Airman magazine moves to digital home

By Air Force News on September 4, 2011

Airman magazine entered a new era Sept. 1 with the release of its final hardcopy edition and the unveiling of its new digital home.

Airman is being re-launched as a new website and, while the Web address remains, the site has a fresh format and improved functions, officials said.

In addition to the stories and photos in the print magazine, visitors to the site will notice additional content. Publishing digitally, the Airman staff will be able to provide more and different kinds of stories, officials said.

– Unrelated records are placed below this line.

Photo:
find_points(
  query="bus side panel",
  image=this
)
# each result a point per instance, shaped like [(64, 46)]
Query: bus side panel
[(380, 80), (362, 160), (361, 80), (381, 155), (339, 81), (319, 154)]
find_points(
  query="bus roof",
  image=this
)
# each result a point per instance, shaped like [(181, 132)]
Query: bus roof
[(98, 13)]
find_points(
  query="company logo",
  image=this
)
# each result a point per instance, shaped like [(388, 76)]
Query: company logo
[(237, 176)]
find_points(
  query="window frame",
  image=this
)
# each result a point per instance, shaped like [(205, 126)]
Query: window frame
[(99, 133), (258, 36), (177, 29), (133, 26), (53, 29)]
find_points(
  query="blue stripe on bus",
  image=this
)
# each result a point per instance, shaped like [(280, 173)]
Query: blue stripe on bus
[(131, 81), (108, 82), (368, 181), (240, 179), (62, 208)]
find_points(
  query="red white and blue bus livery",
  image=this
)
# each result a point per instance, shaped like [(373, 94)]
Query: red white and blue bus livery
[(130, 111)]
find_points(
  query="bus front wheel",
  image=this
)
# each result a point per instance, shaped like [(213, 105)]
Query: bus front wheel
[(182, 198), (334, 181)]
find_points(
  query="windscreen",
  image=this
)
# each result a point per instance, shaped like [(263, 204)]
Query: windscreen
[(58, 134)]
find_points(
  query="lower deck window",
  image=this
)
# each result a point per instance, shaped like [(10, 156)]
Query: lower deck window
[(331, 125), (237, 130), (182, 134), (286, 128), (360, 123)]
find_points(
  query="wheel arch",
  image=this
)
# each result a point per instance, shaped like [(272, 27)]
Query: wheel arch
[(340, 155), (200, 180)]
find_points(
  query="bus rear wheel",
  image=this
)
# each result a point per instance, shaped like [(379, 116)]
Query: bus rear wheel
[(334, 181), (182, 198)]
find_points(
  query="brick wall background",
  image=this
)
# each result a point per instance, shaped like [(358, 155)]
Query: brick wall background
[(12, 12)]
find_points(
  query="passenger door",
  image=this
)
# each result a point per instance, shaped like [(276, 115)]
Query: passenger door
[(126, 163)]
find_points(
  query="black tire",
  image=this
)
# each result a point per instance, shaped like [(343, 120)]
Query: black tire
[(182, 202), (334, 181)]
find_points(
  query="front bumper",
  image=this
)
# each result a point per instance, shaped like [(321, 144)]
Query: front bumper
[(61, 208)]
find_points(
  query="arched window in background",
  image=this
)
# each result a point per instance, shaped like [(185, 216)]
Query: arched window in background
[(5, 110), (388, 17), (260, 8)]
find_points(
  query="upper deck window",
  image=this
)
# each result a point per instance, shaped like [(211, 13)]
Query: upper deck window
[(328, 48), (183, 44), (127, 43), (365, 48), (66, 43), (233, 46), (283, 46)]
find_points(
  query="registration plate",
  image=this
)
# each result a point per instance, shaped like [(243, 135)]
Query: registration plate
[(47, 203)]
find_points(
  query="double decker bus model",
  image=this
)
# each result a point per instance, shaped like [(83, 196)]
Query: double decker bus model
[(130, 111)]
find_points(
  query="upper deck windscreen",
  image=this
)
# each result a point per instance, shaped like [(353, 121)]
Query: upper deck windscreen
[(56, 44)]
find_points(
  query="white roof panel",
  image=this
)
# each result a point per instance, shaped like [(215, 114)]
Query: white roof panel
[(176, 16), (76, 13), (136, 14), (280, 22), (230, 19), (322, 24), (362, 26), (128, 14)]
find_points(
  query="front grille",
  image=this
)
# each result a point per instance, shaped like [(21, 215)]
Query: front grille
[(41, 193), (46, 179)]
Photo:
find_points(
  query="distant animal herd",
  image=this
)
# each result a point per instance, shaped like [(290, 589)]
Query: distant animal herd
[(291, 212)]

For example, the print version for September includes a block of stories on the changes in the Air Force since 9/11 with two expansive photo features, a look at Operation Noble Eagle, the personal perspective of a wounded warrior and statistics from overseas operations. On the web, this special 9/11 content is supplemented with an interview with Chief of Staff of the Air Force Gen. Norton Schwartz and a question and answer piece with Chief Master Sergeant of the Air Force James Roy. Additionally, throughout the month of September, the Airman staff will post additional perspectives from Airmen directly involved in or affected by 9/11 and a story on the changes in Air Force technology in the past decade.

In another example of a new storytelling feature available in the digital magazine, a multimedia video accompanies the print and photo tale of Lester West, a barber who has cut the hair of military trainees at Lackland Air Force Base, Texas, for the past 50 years.

Airman, the official magazine of the United States Air Force, has been in circulation since 1957. It has changed publication size and frequency many times over the years, having been a quarterly, monthly and, most recently, bi-monthly print publication.

As the staff moves forward into digital publishing, their goal is to continue providing Air Force readers with Airman's trademark feature-length stories and high-quality images while embracing new technologies and new ways of telling the Air Force story, officials said.